Paper ID: | 6209 |
---|---|

Title: | Policy Optimization Provably Converges to Nash Equilibria in Zero-Sum Linear Quadratic Games |

The paper presents nested gradient based approaches for zero sum LQ-games (where the system evolves linearly as a function of agents’ actions, and quadratic costs). The authors highlight several challenges associated when using policy optimization (PO) methods for such games such as nonconvexity wrt agents’ policy space which in-turn affects the stability of PO methods. To alleviate this, the authors present nested gradient based approaches which mitigate non-stationarity of learning in such games. The resulting approaches are also shown to have good convergence properties, they converge to the Nash equilibrium. The authors highlight that several value-based methods exist for solving zero-sum Markov games, similar to the problem setting addressed in the paper. However, empirical section does not seem to contain any comparisons against such value based methods. Such a comparison would highlight what is the benefit of the policy gradient methods developed in the work. The notion of projection (line 189, Eq4.7) needs better explanation. If the algorithm theoretically requires projection, then one can design instances when not taking the projection would make the approach not converge. The authors’ empirical results are not exhaustive enough to establish that projection is not required for most problem instances. Some discussion, and development of a case where projection is necessary can provide further insight for the approaches.

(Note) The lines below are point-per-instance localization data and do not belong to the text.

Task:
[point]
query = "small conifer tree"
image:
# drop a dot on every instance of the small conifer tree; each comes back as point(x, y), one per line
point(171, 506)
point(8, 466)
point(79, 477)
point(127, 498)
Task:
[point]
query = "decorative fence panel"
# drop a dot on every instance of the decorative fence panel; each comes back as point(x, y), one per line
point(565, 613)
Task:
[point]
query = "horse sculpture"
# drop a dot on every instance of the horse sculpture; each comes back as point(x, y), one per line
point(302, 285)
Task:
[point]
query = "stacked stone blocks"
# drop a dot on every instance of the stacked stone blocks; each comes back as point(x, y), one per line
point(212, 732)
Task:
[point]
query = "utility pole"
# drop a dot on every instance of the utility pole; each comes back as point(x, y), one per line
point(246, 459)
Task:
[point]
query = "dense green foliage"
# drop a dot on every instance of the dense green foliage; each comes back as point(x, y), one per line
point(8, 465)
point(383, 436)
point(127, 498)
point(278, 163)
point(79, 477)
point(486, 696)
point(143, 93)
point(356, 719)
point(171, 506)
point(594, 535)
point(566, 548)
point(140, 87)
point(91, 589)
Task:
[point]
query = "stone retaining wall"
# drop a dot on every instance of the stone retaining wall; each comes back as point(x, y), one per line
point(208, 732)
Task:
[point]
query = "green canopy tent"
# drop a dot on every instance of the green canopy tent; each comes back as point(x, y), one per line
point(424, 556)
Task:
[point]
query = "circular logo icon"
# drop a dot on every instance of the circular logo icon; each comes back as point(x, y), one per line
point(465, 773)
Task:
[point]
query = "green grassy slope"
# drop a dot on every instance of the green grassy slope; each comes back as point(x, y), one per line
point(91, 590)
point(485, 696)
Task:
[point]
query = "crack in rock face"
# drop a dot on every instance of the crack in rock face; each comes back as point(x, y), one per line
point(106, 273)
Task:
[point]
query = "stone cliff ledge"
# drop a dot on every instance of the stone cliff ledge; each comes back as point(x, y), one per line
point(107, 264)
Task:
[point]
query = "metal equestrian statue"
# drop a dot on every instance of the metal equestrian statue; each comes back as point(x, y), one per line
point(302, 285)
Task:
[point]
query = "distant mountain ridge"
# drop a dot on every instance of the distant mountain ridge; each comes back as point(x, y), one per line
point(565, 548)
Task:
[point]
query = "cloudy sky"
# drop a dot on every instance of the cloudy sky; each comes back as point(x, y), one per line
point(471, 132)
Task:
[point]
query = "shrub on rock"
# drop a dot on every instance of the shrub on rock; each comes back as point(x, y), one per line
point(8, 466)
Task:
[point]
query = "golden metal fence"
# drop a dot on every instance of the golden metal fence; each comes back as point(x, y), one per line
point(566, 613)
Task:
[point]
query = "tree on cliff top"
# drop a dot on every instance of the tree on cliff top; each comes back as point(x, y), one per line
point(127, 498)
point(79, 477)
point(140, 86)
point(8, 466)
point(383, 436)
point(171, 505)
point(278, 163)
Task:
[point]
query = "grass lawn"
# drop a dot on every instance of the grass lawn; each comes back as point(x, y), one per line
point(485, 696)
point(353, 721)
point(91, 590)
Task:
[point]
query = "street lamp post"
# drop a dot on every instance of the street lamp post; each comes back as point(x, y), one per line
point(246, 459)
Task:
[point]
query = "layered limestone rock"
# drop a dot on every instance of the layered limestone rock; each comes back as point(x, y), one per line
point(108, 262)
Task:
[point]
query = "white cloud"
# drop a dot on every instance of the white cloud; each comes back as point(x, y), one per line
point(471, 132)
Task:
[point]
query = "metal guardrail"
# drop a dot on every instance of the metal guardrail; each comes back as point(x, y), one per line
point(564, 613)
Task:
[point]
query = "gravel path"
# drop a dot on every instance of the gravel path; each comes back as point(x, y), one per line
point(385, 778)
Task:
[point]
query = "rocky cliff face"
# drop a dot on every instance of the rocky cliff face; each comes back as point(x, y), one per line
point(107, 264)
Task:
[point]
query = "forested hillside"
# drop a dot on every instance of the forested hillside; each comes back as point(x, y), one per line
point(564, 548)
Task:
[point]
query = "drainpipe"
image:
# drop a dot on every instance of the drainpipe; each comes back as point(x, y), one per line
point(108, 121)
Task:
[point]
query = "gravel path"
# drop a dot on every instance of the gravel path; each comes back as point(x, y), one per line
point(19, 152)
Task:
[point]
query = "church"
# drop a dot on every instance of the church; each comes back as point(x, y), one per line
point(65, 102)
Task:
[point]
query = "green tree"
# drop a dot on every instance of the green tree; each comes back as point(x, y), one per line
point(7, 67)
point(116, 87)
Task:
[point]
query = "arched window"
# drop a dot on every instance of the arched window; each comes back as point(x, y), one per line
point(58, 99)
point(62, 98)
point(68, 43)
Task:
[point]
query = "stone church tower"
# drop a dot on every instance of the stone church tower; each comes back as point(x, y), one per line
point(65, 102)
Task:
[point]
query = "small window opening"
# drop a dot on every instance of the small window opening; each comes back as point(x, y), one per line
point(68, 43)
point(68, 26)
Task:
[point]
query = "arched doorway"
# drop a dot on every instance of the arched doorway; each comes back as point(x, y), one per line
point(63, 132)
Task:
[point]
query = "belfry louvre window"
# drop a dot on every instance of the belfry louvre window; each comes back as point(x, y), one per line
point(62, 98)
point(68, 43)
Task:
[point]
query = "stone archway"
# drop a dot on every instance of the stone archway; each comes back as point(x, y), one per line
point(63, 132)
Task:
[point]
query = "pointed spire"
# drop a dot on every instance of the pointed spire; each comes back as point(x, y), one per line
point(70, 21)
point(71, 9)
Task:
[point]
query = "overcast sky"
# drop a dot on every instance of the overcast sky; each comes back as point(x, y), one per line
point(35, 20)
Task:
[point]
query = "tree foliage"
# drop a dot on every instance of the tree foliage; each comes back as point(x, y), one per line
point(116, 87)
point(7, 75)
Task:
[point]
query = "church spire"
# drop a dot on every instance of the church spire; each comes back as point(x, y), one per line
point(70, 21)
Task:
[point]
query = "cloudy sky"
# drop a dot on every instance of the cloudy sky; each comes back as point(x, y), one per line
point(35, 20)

Following the author rebuttal, I am updating my review to acknowledge the theoretical contribtions in this paper that are not present in 5637. The paper is well-written; claims are justified; results are clear. This paper considers the class of zero-sum linear-quadratic games. The authors demonstrate that the stationary points of the control policy space are the Nash equilibrium of the game. The authors propose three nested gradient methods for policy optimisation in such games, with theoretical proofs of convergence and empirical results in small domains. Although not identical the theoretical work is largely the same as that presented in 5637. The only additional contribution is to analyze the algorithmic variants on toy problems. Two of these methods can be approximated in a model-free setting, although no results are presented for this case.

This paper shows that policy iteration converges to the Nash equilibrium in a LQ zero sum game. The authors also propose several nested gradient algorithms that converge to the equilibirum as a rate which is linear in a neighborhood of the equilibria. The paper is technical and very specific to the LQ case. None of the arguments used in the paper can be used in a more general case. The reader is concerned with the claim in lines 183-184. it is assumed that the set \Omega contains the Nash equilibrium. What if this is not the case? can the whole approach still be adapted or everything falls apart? Can one give conditions under which this assumption is satisfied?

This paper studies zero-sum Markov games in the context of linear quadratic systems. Despite the non-convex non-concave nature of the objective, by exploiting the specific dynamics/structure of the linear quadratic systems, the authors propose three nested gradient algorithms with theoretical guarantees. Specifically, they prove global convergence with sub-linear rate and local convergence with a linear rate. They also support their claims with empirical evidence. In the experiments, they compared their proposed algorithms against the simpler variants of them, namely alternating gradient and gradient-descent-ascent (for which convergence analysis is not available in the literature). ************************ + The paper is overall well written, and sufficient background is provided. + They have clearly distinguished their work with other theoretical works on min-max problems. ************************ Regarding Figure 1, in the theoretical analysis, is the performance ordering of the three methods (gradient, natural, and Gauss-Newton) explicitly shown? The main limitation is the (direct) applicability of the proposed algorithms to general RL problems. Does the analysis/insights of this work extend beyond LQ systems? It would be interesting to empirically evaluate the nested gradient type algorithms on some general continuous control problems. In terms of Optimal Control contributions, I am not familiar enough with the literature to assess the novelty of this work.